Fischer schildern Fang-Erlebnisse und beschreiben Angel-Erfahrungen oft nicht immer ganz wahrheitsgetreu. Dies bezeichnet man als Fischerlatein.

In vielen Wirtshäusern hängt der Spruch:
„Nur für Fischer, Jäger und andere Lügner!“ oder „Nie wird soviel gelogen wie vor der Hochzeit, während des Krieges, beim Fischen und nach der Jagd.“

einige Beispiele dazu:

  • Jeder kennt ja die Geschichte des Fischers, der seinen Fang beschreibt: «Sooo…», sagt er, und hält die gestreckten Zeigefinger etwa zwanzig Zentimeter auseinander.
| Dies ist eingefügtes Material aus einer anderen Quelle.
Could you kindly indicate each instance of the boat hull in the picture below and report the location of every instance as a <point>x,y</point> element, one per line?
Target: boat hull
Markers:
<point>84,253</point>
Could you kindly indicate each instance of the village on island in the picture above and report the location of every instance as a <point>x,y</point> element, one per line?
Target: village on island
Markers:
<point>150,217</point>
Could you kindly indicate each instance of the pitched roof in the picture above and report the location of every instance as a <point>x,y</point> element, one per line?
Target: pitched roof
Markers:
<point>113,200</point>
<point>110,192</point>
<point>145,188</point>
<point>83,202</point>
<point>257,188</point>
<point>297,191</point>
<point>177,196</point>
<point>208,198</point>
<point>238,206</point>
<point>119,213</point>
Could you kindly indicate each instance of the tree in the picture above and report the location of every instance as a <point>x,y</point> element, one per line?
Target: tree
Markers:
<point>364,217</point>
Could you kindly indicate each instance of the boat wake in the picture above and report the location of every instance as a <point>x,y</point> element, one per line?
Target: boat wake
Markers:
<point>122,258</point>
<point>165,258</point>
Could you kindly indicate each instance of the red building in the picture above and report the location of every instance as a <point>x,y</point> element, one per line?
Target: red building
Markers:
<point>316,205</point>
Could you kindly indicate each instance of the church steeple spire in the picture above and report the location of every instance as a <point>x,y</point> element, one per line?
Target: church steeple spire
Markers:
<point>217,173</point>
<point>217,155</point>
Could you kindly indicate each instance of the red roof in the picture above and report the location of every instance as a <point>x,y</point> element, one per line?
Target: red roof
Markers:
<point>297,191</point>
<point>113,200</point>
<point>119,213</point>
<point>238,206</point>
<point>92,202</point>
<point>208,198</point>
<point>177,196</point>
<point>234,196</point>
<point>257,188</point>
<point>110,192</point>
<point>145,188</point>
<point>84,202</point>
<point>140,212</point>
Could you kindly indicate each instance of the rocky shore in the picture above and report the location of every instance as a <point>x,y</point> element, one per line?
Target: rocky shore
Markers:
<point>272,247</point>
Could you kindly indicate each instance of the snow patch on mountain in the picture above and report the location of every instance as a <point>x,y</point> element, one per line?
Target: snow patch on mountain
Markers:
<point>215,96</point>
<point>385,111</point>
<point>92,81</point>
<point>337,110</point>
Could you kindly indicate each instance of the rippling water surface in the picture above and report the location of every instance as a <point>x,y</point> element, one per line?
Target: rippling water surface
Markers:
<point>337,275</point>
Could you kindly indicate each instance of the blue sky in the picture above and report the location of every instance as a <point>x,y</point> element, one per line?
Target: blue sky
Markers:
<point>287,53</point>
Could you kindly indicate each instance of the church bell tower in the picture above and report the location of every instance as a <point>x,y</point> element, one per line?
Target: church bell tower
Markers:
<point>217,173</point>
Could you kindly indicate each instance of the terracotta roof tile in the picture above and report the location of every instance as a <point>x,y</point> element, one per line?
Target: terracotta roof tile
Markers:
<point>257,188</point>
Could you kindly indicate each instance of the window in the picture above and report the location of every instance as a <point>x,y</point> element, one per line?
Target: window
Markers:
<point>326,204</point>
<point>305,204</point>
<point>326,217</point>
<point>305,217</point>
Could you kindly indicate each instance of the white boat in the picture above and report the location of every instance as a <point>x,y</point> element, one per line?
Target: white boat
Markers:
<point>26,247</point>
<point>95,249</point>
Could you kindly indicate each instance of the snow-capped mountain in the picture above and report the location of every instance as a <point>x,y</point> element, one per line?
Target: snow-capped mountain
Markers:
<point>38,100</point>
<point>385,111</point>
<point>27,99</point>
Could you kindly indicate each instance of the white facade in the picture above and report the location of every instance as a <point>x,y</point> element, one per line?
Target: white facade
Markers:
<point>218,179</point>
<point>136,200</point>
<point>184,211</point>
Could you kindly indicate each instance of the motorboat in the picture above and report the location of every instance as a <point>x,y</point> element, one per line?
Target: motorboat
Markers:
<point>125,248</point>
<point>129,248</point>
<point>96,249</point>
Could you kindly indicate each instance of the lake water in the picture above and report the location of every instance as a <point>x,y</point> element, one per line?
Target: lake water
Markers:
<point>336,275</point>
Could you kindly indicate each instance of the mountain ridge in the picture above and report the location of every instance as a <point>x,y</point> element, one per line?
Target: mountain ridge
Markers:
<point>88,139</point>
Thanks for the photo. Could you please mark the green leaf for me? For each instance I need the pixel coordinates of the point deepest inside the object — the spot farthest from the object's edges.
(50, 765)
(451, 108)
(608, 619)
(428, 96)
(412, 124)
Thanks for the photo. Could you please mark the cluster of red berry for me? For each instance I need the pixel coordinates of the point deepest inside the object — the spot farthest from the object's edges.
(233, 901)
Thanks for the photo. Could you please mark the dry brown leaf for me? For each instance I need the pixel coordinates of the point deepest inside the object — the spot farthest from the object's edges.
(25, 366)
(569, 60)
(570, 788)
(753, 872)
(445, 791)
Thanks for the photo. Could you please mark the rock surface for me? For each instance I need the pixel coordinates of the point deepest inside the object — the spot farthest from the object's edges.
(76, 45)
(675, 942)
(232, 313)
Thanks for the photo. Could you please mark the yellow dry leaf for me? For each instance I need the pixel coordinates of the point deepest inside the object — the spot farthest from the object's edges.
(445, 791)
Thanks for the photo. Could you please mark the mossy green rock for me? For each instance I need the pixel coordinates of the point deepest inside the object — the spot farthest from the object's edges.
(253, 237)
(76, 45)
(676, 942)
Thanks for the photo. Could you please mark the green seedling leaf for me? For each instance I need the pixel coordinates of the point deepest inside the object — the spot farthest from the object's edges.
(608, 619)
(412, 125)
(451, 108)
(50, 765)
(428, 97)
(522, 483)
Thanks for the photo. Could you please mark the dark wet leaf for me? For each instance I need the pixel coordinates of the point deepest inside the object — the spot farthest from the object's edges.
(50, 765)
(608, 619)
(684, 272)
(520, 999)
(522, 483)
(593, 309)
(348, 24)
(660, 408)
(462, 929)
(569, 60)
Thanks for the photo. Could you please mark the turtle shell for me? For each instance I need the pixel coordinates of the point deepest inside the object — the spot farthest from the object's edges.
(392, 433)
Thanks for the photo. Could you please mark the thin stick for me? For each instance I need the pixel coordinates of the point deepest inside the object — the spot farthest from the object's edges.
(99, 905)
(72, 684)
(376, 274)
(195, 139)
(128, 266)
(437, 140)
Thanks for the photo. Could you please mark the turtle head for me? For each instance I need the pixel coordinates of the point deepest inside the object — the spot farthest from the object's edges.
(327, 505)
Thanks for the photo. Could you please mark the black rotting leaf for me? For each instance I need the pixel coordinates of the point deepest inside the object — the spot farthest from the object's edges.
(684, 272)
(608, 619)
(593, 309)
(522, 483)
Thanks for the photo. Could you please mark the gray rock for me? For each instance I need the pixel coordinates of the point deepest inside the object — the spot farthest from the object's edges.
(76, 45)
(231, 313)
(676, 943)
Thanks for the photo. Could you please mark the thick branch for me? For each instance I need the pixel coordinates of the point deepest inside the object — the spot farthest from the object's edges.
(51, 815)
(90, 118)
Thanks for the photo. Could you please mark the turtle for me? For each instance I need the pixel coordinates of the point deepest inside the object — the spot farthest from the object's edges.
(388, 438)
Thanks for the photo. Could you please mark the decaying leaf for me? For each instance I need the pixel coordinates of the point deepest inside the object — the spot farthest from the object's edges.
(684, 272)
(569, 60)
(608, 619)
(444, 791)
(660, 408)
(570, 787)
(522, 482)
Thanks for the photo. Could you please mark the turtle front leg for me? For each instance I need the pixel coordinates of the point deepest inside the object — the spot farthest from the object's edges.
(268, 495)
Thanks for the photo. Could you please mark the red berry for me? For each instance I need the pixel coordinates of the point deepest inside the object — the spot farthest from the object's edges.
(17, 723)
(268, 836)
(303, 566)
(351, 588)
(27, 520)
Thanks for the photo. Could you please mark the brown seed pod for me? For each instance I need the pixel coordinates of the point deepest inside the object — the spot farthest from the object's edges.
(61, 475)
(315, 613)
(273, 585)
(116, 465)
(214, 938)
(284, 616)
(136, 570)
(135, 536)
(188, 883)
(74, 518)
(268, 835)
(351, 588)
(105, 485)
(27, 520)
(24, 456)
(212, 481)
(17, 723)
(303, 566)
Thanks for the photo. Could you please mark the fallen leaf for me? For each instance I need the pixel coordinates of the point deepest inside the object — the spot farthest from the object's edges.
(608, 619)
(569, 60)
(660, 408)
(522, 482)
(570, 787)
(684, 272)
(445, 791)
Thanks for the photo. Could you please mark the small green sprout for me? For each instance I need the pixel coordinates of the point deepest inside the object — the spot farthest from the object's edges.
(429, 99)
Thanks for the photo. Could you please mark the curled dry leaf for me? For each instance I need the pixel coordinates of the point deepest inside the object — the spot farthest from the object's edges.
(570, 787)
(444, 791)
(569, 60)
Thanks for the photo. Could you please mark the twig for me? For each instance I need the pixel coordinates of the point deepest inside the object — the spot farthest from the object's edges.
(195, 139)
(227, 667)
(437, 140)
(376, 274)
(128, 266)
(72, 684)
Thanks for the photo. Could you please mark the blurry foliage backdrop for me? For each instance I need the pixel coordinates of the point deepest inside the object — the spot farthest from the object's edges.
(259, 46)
Als keine bewundernde Reaktion seines Publikums erfolgt, fährt er weiter: «..sooo weit hatte mein Hecht die Augen auseinander!»
  • Am Wirtstisch blagiert einer, er habe eine Bachforelle gefangen, über einen Meter. Der andere meint, das gibt es gar nicht, Bachforellen werden nicht so lang. Aber hört, was mir passiert ist: ich fische und ziehe eine Laterne ans Land, die hat noch gebrannt. Sagt der andere: das kann auch nicht stimmen, aber weisst du was, ich mache meine Forelle um die Hälfte kürzer und du stellst deine Laterne ab!
  • Biisset d’Fisch hüt? Fragt die alte Dame einen Jungfischer am Stadtweier. Nei, gar nöd, antwortetet dieser, me cha si ruhig striichle…
  • Dabei seien Fischer noch gar nichts im Vergleich zu den Übertreibungen der Jäger. Da gibt es doch die Erzählung über den Mann auf der Hochjagd, der unmittelbar nebeneinander zwei prächtige Gamsböcke weiden sah. Unglücklicherweise hatte er nur noch eine Patrone bei sich. Mit Schwung steckte er sein Jagdmesser tief ins Gras, legte sich so dahinter, dass er die Gämsen hinter dem Messer sah und schoss derart präzis auf die Klinge, dass die Kugel halbiert wurde und jede Kugelhälfte im gleichen Sekundenbruchteil eine Gämse niederstreckte. Nach unbestätigten Gerüchten war jedoch der Höhepunkt, dass ein fetter Murmel an der Klinge aufgespiesst war, als er sein Messer aus dem Gras zog!

Frevel und Streit

Wie wohl überall, wo verschiedene Fischenzen im gleichen Gewässer nebeneinander liegen, so ging es auch zwischen den Fischern von Schaffhausen, Diessenhofen und Stein ohne Frevel und Streit nicht ab. Die Fischereigrenzen wurden öfters nicht beachtet. So kam es zum Beispiel im Frühjahr 1494 zwischen Fischern von Stein, die im Diessenhofer Wasser fischten und den Fischern von Diessenhofen zu recht handgreiflichen Auseinandersetzungen, bei denen ein Diessenhofer hart geschlagen wurde. Der Steiner Fischer wurde zu einer Busse verurteilt, gab dem Urteil aber keine Folge. Der Streit kam sogar bis vor die eidgenössische Tagsatzung im Mai 1494, die dem Abt zu Stein als Lehensherrn befahl, dafür zu sorgen, dass die Busse bezahlt und die Diessenhofer Fischer ungestört in ihrem Fischereigebiet ihrem Beruf nachgehen können.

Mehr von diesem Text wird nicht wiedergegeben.